ShotSpotter claim:“ Among U.S. cities using SST’s ShotSpotter technology, three of the top five with largest reduction in gunfire incidents from 2014 to 2015 were: New Haven, Conn. (-38.5 percent, Atlantic City, NJ (-35.4 percent), and San Francisco, CA (-34.6 percent).”
ShotSpotter claim:“ Other top cities using ShotSpotter and with significant reductions in celebratory gunfire on New Year’s Eve include: Stockton, Calif., with 38.2 percent decline (from 136 to 84 incidents); Miami Gardens, Fla., with 37.5 percent decline (from 48 to 30 incidents); and Rocky Mount, NC, with a 19.3 percent decline (from 57 to 46 incidents).”
ShotSpotter claim:“ In addition to Fall River’s gunfire incidents declining 57.4 percent, the following cities experienced impressive reductions and are willing to share their successful approaches for gun violence reductions: Springfield, MA – 51.2%, Camden, NJ – 48.0%, Plainfield, NJ – 39.8%, East Palo Alto, CA – 29.1%, Oakland, CA – 26.1%.”]
Here is the truth:
Despite the alarming headlines over high profile mass shootings in places like Vegas and Texas, gun violence has actually been on a steady and consistent decline across the entire US.
The tables below show that gun violence has been steadily deceasing across the US for the past 10 years.

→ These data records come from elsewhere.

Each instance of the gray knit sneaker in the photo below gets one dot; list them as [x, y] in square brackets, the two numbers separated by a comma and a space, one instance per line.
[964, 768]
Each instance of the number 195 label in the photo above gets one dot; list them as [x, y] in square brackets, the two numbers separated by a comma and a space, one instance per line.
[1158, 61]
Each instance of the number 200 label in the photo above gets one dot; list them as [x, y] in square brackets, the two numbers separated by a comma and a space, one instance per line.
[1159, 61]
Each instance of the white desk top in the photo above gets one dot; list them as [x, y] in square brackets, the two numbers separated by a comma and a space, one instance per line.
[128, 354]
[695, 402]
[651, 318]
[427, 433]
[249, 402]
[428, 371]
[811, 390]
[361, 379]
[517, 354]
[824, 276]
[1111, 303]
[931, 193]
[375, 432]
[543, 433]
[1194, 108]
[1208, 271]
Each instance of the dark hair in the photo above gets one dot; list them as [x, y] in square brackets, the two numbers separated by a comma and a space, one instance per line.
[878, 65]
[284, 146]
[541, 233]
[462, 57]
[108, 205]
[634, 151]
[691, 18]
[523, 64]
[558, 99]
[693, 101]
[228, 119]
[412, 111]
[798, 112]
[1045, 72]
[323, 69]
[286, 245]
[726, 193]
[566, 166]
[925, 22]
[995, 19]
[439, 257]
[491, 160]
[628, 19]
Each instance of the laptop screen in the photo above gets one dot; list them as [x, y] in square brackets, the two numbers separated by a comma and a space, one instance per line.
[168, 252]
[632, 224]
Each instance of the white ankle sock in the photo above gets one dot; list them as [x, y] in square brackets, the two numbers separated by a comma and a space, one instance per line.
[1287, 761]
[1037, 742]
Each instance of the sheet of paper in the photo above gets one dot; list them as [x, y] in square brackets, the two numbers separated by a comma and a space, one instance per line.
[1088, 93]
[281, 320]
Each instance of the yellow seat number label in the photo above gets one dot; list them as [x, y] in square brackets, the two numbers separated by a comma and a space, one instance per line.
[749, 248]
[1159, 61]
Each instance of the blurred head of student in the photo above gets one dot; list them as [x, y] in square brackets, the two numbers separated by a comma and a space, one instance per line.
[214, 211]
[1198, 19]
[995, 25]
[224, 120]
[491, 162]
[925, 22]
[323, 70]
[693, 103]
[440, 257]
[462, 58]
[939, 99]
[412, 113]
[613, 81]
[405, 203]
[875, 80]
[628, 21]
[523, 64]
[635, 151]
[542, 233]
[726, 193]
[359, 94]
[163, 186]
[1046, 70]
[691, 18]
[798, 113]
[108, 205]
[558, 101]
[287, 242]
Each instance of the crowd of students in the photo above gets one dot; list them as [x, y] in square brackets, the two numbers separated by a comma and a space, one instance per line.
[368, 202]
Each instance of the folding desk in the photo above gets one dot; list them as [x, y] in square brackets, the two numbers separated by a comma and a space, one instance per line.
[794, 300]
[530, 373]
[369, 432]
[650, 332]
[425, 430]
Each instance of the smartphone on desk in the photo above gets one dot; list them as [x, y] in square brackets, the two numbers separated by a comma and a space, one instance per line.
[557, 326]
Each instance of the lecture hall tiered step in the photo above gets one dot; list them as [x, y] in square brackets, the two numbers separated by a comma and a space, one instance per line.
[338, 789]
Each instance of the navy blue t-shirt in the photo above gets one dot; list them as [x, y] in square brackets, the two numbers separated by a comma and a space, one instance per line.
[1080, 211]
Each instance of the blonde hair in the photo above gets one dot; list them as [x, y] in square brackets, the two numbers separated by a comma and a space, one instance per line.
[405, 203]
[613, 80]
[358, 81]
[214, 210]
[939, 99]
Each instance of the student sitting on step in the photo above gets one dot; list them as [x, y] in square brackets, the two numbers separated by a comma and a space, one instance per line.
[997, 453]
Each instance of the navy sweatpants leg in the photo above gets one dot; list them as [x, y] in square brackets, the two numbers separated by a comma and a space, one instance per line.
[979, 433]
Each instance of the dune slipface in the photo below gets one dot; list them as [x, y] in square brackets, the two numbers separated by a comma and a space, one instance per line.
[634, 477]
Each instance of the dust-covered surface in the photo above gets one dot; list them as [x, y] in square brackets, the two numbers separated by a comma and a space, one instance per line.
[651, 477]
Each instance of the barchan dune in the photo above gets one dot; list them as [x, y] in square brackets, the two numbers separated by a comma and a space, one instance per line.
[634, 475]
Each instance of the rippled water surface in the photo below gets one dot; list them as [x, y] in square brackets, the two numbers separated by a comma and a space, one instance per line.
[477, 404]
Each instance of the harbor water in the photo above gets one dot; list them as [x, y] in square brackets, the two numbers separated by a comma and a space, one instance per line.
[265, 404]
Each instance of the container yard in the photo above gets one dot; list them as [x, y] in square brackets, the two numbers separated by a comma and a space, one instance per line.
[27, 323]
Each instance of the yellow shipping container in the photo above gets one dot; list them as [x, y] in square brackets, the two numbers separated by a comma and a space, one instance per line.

This includes for the country as a whole as well as for wide range of individual cities which have never used ShotSpotter at all. Yet ShotSpotter continues to claim the its system is responsible for these declines.
Quite obviously this assessment stands in stark contrast to the data presented above and the detailed experiences of law enforcement.
Article: The Economist
As can be seen clearly in the table above, cities across America have seen a very steady decline in gun violence, whether or not they had any use of ShotSpotter at any time ever.
The implementation of ShotSpotter technology is not what is “causing” the reduction in gun violence any more than SS is “causing” the sun to shine in those cities. But ShotSpotter is more than happy to claim credit for “causing” this reduction which is in reality just part of a decade long macro trend.
ShotSpotter’s claims that it somehow results in a reduction in gun violence are entirely bogus and unsubstantiated.
Disclosure: This article is the opinion of the author.The author is short SSTI. The author may trade one or more securities mentioned within the next 72 hours.